Date Published: |
L’Encyclopédie de l’histoire du Québec / The Quebec History Encyclopedia
Dominican Friars
[This article was published in 1948. For the full citation, see the end of the teaxt.] Dominican Friars. This religious order was founded by St. Dominic (1170-1221) in the early years of the thirteenth century, with the object of combating the Albigensian heresy in southern France. The name of the order is derived from that of its founder, but the name of "Preaching Friars" (O.P.) was given to it by Pope Innocent III at the time of its foundation. Honorius III designated the friars "the champions of the faith and the true lights of F the world", when he formally approved the order in 1216; but they have been something more than mere preachers. The originality of the Dominican ideal lies in this, that, far from preferring action to contemplation, the Preaching Friars consider the latter as the one true source of the former. One of the fundamental obligations of the Dominican life is study; and the other is asceticism, including penitential exercises and prayer. The result is that the order has produced both outstanding preachers and great mystics. The distinctive habit of the order consists of a tunic, a scapular, and a hood of white wool, a leather girdle with a rosary suspended from it, and a large black mantle and hood. From this they have been commonly known in England as "Black Friars".

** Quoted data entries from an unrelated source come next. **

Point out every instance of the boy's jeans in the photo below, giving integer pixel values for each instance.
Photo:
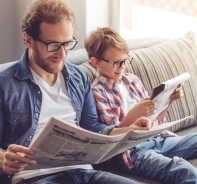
(163, 159)
(79, 176)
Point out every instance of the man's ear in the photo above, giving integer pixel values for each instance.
(94, 61)
(27, 40)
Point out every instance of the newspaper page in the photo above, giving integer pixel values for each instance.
(163, 92)
(62, 144)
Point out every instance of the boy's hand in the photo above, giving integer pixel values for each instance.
(178, 93)
(14, 159)
(143, 108)
(142, 123)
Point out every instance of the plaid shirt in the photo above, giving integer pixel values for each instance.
(109, 103)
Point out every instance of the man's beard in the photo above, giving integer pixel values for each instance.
(44, 63)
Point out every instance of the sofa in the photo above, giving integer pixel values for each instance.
(156, 60)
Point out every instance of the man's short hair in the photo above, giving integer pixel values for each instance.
(49, 11)
(100, 40)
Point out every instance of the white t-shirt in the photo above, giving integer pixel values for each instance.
(61, 106)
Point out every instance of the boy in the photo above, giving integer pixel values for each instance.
(122, 98)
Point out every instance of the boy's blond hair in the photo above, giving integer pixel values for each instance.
(100, 40)
(49, 11)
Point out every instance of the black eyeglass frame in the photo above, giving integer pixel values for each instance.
(61, 43)
(129, 59)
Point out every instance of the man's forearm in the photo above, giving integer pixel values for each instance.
(1, 161)
(120, 130)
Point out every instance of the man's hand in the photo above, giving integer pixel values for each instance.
(142, 123)
(178, 93)
(14, 159)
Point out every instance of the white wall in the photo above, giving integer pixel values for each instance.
(90, 14)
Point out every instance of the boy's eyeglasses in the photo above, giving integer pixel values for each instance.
(55, 46)
(118, 64)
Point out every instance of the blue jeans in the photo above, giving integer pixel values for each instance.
(79, 176)
(164, 159)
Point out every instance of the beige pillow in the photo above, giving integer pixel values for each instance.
(163, 61)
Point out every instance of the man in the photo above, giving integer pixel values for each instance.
(41, 84)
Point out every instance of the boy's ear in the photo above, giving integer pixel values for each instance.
(94, 61)
(27, 39)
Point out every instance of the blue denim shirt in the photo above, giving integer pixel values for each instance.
(21, 100)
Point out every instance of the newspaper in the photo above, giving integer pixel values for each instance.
(163, 92)
(62, 144)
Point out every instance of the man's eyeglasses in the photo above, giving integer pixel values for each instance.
(55, 46)
(118, 64)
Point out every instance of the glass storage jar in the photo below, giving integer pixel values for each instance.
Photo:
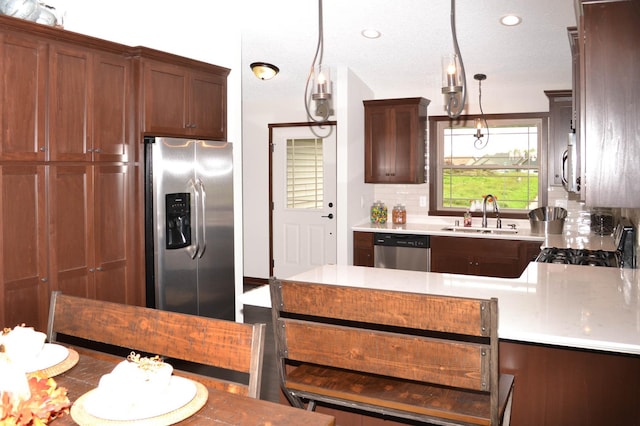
(399, 215)
(378, 213)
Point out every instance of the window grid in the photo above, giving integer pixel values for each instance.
(507, 167)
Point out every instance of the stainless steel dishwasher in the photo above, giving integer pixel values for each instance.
(401, 251)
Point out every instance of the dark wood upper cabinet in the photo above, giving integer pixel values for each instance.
(560, 122)
(395, 132)
(89, 101)
(112, 107)
(23, 92)
(24, 286)
(183, 100)
(608, 111)
(69, 103)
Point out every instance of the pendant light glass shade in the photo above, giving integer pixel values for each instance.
(318, 89)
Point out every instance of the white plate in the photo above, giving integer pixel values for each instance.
(179, 393)
(51, 354)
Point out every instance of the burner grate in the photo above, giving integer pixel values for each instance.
(569, 256)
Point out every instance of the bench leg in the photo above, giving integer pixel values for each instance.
(293, 400)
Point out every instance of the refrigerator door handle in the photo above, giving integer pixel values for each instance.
(194, 248)
(203, 224)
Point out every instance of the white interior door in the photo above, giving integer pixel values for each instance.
(304, 199)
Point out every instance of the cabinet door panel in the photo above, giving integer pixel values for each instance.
(111, 82)
(112, 223)
(610, 114)
(23, 66)
(24, 289)
(403, 152)
(376, 142)
(208, 112)
(69, 104)
(71, 212)
(165, 98)
(363, 249)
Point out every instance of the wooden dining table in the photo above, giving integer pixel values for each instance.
(221, 408)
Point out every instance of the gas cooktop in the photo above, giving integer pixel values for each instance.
(624, 256)
(579, 257)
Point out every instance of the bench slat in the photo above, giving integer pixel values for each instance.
(380, 352)
(332, 385)
(420, 311)
(207, 341)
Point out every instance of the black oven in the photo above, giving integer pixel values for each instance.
(623, 257)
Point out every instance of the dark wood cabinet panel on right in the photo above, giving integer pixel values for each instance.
(394, 144)
(490, 257)
(609, 111)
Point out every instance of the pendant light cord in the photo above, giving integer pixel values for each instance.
(316, 58)
(455, 107)
(318, 55)
(478, 143)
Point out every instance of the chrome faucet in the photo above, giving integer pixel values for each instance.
(496, 210)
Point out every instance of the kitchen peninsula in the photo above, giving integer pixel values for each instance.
(570, 334)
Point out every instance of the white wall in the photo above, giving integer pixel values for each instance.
(197, 29)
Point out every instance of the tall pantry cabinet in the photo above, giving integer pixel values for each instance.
(73, 113)
(65, 182)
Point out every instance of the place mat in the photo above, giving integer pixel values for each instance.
(80, 415)
(61, 367)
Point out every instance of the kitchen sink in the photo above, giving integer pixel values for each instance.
(472, 230)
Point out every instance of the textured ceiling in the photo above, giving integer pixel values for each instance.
(405, 60)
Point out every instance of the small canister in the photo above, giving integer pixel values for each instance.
(399, 215)
(378, 213)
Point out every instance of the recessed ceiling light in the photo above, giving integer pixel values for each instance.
(370, 33)
(510, 20)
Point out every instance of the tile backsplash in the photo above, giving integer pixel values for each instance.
(578, 214)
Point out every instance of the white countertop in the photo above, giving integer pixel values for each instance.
(437, 226)
(566, 305)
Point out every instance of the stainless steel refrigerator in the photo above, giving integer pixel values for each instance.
(189, 226)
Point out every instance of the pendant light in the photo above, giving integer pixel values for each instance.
(319, 78)
(454, 79)
(482, 120)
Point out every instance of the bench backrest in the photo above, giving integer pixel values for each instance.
(211, 342)
(450, 341)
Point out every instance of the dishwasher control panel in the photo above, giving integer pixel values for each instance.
(401, 240)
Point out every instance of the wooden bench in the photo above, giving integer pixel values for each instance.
(222, 344)
(414, 356)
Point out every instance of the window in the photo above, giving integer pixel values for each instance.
(507, 165)
(304, 174)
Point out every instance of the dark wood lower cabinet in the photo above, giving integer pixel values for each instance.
(567, 387)
(489, 257)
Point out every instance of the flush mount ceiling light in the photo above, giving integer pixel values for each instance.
(510, 20)
(264, 71)
(320, 79)
(370, 33)
(454, 79)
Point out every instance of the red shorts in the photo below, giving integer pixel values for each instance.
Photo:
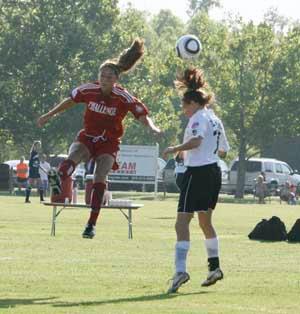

The Canadian province of St. Dominic had its beginnings in 1873, when the Dominicans established themselves in St. Hyacinthe, Quebec. Here a novitiate was opened in 1885. This was transferred to Ottawa in 1900; and in 1909 the college became a studium générale, or university, of the order. Other establishments were founded in Montreal in 1901, in Quebec in 1919, in Sackville, New Brunswick, in 1926, and in Prince Albert, Saskatchewan, in 1929, in Sherbrooke in 1939. The Dominican houses in Canada, together with two in the United States (Lewiston, Maine, founded in 1881, and Fall River, Massachusetts, founded in 1887), were organized as an autonomous province in 1911. Priors preside over the individual houses. In 1931 the Canadian Dominicans undertook, at the request of the Holy See, the direction of the missionary diocese of Hakodate, Japan. See Constitutiones Fratum S. Ordinis Predicatorum (Rome, 1932) and J. B. Reeves, The Dominicans (New York, 1930). Source: W. Stewart WALLACE, ed., The Encyclopedia of Canada, Vol. II, Toronto, University Associates of Canada, 1948, 411p., p. 222.